…And just like that, she whispered in my ear something so disgusting, so grotesque, something so pretentious, I could hardly contain my emotions.
I leaned back in my chair, in this fancy auditorium in an opera house, and I said, “you talk to your mother with that mouth?”
It was sacrilegious in this house of worship. Liza Minelli performed here. Barbra. Julie. Carol. I could go on all night!
Janelle leaned forward some to say, “I didn’t think it was that bad.”
“I COULDN’T— I couldn’t even think of something like that. How do you get your mind in the gutter, no, the sewer?”
“You don’t think you’re overreacting?” Janelle was looking around to see if anyone was noticing me raising my voice in public.
“This is serious. This is seriously disturbing. I don’t know why you would say something like that to me. I know. You didn’t mean it. You’re lying. It was a joke.” At this point I was flustered and beghast. I almost fainted right there. Right on the red carpet.
“Shannon, please get up off the floor. You didn’t faint.”
Those were the last words I heard before they had to take me away on a stretcher.

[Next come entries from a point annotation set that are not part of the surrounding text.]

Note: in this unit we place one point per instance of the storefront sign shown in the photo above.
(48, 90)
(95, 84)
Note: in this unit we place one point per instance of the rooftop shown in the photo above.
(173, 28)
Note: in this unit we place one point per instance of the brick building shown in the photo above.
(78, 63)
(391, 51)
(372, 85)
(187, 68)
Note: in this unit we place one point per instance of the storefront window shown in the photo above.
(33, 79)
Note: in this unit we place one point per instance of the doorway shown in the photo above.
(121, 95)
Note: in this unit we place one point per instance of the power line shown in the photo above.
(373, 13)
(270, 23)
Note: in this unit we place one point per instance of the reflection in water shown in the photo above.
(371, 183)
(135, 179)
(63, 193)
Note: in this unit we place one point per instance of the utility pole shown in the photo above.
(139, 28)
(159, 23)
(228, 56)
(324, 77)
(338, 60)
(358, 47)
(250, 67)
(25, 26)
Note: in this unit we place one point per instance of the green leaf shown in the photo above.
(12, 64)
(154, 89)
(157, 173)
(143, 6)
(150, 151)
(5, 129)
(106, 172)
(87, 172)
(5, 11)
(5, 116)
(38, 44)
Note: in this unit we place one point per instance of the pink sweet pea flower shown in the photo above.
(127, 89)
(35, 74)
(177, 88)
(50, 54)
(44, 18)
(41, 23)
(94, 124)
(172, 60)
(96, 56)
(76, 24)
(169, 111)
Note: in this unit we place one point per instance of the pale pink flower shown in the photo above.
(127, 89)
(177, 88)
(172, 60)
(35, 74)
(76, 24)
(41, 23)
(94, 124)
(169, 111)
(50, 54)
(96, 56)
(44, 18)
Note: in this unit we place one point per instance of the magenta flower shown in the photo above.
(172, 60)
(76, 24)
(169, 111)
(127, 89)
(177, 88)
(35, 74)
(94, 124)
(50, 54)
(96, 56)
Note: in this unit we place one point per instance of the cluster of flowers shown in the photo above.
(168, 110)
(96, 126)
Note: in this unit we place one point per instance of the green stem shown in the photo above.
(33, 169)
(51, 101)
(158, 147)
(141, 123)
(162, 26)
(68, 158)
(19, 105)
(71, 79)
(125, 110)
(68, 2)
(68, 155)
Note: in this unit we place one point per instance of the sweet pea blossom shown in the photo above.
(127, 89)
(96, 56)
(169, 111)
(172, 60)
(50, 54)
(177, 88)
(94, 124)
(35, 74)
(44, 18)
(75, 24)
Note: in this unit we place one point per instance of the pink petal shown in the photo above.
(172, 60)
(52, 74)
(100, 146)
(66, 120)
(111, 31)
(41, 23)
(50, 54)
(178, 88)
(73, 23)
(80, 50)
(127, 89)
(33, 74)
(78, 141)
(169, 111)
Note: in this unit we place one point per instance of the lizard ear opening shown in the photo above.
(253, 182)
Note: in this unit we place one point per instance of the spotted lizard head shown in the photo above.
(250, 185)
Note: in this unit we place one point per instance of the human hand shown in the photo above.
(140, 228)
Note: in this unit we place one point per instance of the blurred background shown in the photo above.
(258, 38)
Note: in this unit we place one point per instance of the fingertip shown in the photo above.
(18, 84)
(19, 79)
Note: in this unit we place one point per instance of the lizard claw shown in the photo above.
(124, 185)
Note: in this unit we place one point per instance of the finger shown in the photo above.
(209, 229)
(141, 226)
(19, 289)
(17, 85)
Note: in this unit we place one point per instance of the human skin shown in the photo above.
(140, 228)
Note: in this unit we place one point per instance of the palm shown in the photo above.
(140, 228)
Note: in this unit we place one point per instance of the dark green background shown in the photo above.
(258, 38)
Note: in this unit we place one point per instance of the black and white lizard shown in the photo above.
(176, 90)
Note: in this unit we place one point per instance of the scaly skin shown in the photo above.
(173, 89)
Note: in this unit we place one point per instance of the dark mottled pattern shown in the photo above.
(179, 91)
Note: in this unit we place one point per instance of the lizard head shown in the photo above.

“HUH,” I thought. “Let’s see if Janelle believes me now that I fainted…” I said that in my head when I woke up and they were putting me in the ambulance.
“Where is she going?” Janelle asked the EMT.
“Now, we’re going to have to be gentle about this: your friend is going to the funny farm.” The EMT shut the back doors of the ambulance, sealing Shannon into the truck. He turned back to Janelle.
“What is it exactly that you said?” the EMT asked.
I said, “people only go to plays to see the nudity.”
The EMT nearly vomited on the spot. He ran into the back of the truck.
“I’m gonna need some oxygen!” The EMT hollered.
Seconds before the ambulance drove away, Janelle knocked on the ambulance back door two times and then walked away, downtrodden.